The fear of what Mr Scowcroft called “Armageddon in the Middle East” is one reason why so many countries in the region are lining up—in public at least—to condemn the prospective invasion. This weekend the king of Bahrain, on his first visit to Iran since the 1979 Islamic revolution there, agreed a joint statement with his hosts expressing “determined opposition to any unilateral military action against Iraq”. Saudi Arabia has ruled out the use of its territory as a base for an attack. Jordan's King Abdullah has been trying to rally opposition to an invasion. Turkey, an important regional ally and a member of NATO, is also wary of a war that might inflame Kurdish separatism, at a time when it faces economic and political turmoil.
Russia, a permanent member of the UN's Security Council, and an old friend of Iraq, has signalled the commercial importance of its ties there by announcing a five-year bilateral economic co-operation agreement, worth some $40 billion.
Even in western Europe, Mr Bush is short of support for an attack on Iraq. Among European Union leaders only Tony Blair, Britain's prime minister, is an enthusiastic backer of the argument that inaction is not an option in face of the threat posed by Mr Hussein. But he appears rather isolated both within his ruling Labour Party at home and within the EU. America has felt the need to go so far as to lodge a diplomatic rebuke with Germany after the chancellor, Gerhard Schr?der, who faces elections next month, described a possible war as “an adventure”.
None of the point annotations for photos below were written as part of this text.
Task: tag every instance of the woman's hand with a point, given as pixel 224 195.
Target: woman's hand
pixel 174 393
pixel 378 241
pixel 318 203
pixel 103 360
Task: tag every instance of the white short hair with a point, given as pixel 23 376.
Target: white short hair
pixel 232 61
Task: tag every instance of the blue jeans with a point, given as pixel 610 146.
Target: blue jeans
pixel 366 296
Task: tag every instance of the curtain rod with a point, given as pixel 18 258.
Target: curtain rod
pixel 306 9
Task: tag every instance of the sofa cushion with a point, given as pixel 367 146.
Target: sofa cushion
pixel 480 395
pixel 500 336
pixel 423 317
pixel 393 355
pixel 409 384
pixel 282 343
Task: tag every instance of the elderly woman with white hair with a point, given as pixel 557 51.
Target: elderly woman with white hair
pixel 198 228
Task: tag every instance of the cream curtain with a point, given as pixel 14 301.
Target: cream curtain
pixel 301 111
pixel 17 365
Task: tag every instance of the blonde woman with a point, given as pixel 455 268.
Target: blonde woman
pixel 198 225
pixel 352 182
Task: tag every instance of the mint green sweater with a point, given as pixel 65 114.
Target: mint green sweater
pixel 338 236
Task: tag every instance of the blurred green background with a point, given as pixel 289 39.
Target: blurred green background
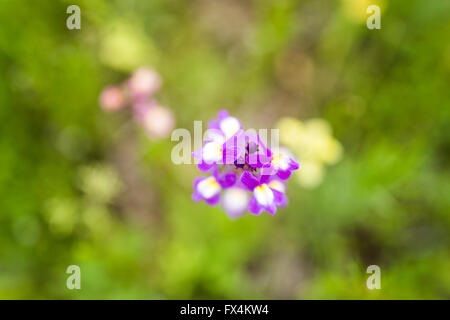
pixel 81 186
So far, of course, any war, whether “noble cause” or “adventure” remains a phoney one, and all of the American administration's statements have to be seen in the context not just of the battle for international and domestic public opinion, but of a psychological tussle with Mr Hussein. The Iraqi dictator may feel some satisfaction that so many weighty voices have spoken out against an invasion that is so far only conjecture. Or, recognising that Mr Bush and his team have neither fully launched a campaign to rally support for military action, nor faltered for an instant in their stated determination to unseat him, he may feel rather depressed.